On a stack, the allocation is just a single pointer move – the same as the best (and typical) case on the heap. But because of all those guarantees, the deallocation is also a single pointer move! And that is where the huge time performance savings is. A lot of people seem to think that heap allocation is expensive and stack allocation is cheap. They are actually about the same, typically. It’s the deallocation costs – the marking and sweeping and compacting and moving memory from generation to generation – that are massive for heap memory compared to stack memory.

Clearly it is better to use a stack than a GC heap if you can. When can you? Only when you can guarantee that all the necessary conditional that make a stack work are actually achieved. Local variables and formal parameters of value type are the sweet spot that achieve that. The locals of frames on the bottom of the stack clearly live longer than the locals on the frames of the top of the stack. Locals of value type are copied by value, not by reference, so the local is the only thing that references the memory; there is no need to track who is referencing a particular value to determine its lifetime. And the only way to take a ref to a local is to pass it as a ref or out parameter, which just passes the ref on up the stack. The local is going to be alive anyway, so the fact that there is a ref to it “higher up” the call stack doesn’t change its lifetime.


A few asides:

  • This explains why you cannot make a “ref int” field. If you could then you could store a ref to the value of a short-lived local inside a long-lived object. Were that legal then using the stack as a memory management technique would no longer be a viable optimization; value types would be just another kind of reference type and would have to be garbage collected.
  • Anonymous function closures and iterator block closures are implemented behind-the-scenes by turning locals and formal parameters into fields. So now you know why it is illegal to capture a ref or out formal parameter in an anonymous function or iterator block; doing so would not be a legal field.

Of course we do not want to have ugly and bizarre rules in the language like “you can close over any local or value parameter but not a ref or out parameter”. But because we want to be able to get the optimization of putting value types on the stack, we have chosen to put this odd restriction into the language. Design is, as always, the art of finding compromises.

  • Finally, the CLR does allow “ref return types”; you could in theory have a method “ref int M() { … }” that returned a reference to an integer variable. If for some bizarre reason we ever decided to allow that in C#, we’d have to fix up the compiler and verifier so that they ensured that it was only possible to return refs to variables that were known to be on the heap, or known to be “lower down” on the stack than the callee. (NOTE FROM 2021: This feature was added to C# 7.)

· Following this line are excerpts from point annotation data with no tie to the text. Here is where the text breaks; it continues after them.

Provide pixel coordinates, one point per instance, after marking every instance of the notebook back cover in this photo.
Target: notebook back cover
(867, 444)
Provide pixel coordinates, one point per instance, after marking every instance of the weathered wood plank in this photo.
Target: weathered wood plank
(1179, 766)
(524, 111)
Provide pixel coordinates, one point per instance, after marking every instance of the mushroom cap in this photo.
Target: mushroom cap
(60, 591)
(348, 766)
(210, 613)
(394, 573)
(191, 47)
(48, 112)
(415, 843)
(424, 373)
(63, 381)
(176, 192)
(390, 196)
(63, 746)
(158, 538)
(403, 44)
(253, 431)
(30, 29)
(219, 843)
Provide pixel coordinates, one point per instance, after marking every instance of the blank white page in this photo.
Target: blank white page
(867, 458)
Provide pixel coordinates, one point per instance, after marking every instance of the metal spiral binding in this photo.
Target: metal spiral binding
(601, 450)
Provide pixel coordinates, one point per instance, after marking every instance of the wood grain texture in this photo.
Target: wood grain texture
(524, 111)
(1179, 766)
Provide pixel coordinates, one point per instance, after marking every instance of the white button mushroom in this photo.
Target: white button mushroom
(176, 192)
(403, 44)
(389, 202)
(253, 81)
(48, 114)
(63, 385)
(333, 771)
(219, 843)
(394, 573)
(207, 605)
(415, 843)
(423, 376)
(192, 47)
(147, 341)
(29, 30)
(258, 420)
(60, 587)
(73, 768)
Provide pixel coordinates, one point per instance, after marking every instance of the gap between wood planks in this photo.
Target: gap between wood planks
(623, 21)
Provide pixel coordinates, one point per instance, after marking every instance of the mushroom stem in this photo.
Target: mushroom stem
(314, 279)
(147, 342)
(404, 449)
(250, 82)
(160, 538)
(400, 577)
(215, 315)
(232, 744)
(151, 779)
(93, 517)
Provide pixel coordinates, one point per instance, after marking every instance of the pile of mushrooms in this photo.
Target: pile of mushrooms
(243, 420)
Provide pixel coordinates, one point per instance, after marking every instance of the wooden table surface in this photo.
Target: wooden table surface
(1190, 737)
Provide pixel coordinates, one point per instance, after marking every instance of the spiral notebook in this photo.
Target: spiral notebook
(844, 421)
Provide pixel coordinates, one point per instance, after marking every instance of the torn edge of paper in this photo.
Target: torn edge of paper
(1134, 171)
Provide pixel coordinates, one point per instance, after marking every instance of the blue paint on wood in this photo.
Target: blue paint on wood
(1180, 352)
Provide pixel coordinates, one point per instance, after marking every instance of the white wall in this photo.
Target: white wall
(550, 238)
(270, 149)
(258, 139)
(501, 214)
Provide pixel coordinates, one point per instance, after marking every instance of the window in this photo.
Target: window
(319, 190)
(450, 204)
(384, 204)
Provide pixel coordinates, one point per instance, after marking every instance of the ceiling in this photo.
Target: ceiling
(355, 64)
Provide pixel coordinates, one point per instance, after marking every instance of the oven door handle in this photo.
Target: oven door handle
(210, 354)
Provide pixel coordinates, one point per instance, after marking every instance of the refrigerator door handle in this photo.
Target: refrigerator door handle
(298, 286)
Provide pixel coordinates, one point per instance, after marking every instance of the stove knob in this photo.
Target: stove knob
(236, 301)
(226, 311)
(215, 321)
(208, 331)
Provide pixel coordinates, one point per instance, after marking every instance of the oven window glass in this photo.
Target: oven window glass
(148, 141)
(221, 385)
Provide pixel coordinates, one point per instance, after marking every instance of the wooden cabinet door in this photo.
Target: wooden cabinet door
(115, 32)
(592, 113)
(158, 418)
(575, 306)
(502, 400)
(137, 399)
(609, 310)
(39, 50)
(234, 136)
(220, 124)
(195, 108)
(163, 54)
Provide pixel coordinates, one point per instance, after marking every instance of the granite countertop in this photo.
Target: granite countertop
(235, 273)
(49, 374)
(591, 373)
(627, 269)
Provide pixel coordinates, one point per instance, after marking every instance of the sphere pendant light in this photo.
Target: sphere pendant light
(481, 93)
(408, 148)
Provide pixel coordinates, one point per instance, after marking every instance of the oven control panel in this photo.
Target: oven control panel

So there you go. Local variables of value type go on the stack because they can. They can because (1) “normal” locals have strict ordering of lifetime, and (2) value types are always copied by value and (3) it is illegal to store a reference to a local anywhere that could live longer than the local. By contrast, reference types have a lifetime based on the number of living references, are copied by reference, and those references can be stored anywhere. The additional flexibility that reference types give you comes at the cost of a much more complex and expensive garbage collection strategy.

But again, all of this is an implementation detail. Using the stack for locals of value type is just an optimization that the CLR performs on your behalf. The relevant feature of value types is that they have the semantics of being copied by value, not that sometimes their deallocation can be optimized by the runtime.

The Stack Is An Implementation Detail, Part One

I blogged a while back about how “references” are often described as “addresses” when describing the semantics of the C# memory model. Though that’s arguably correct, it’s also arguably an implementation detail rather than an important eternal truth. Another memory-model implementation detail I often see presented as a fact is “value types are allocated on the stack”. I often see it because of course, that’s what our documentation says.

Almost every article I see that describes the difference between value types and reference types explains in (frequently incorrect) detail about what “the stack” is and how the major difference between value types and reference types is that value types go on the stack. I’m sure you can find dozens of examples by searching the web.

I find this characterization of a value type based on its implementation details rather than its observable characteristics to be both confusing and unfortunate. Surely the most relevant fact about value types is not the implementation detail of how they are allocated, but rather the by-design semantic meaning of “value type”, namely that they are always copied “by value”. If the relevant thing was their allocation details then we’d have called them “heap types” and “stack types”. But that’s not relevant most of the time. Most of the time the relevant thing is their copying and identity semantics.

I regret that the documentation does not focus on what is most relevant; by focusing on a largely irrelevant implementation detail, we enlarge the importance of that implementation detail and obscure the importance of what makes a value type semantically useful. I dearly wish that all those articles explaining what “the stack” is would instead spend time explaining what exactly “copied by value” means and how misunderstanding or misusing “copy by value” can cause bugs.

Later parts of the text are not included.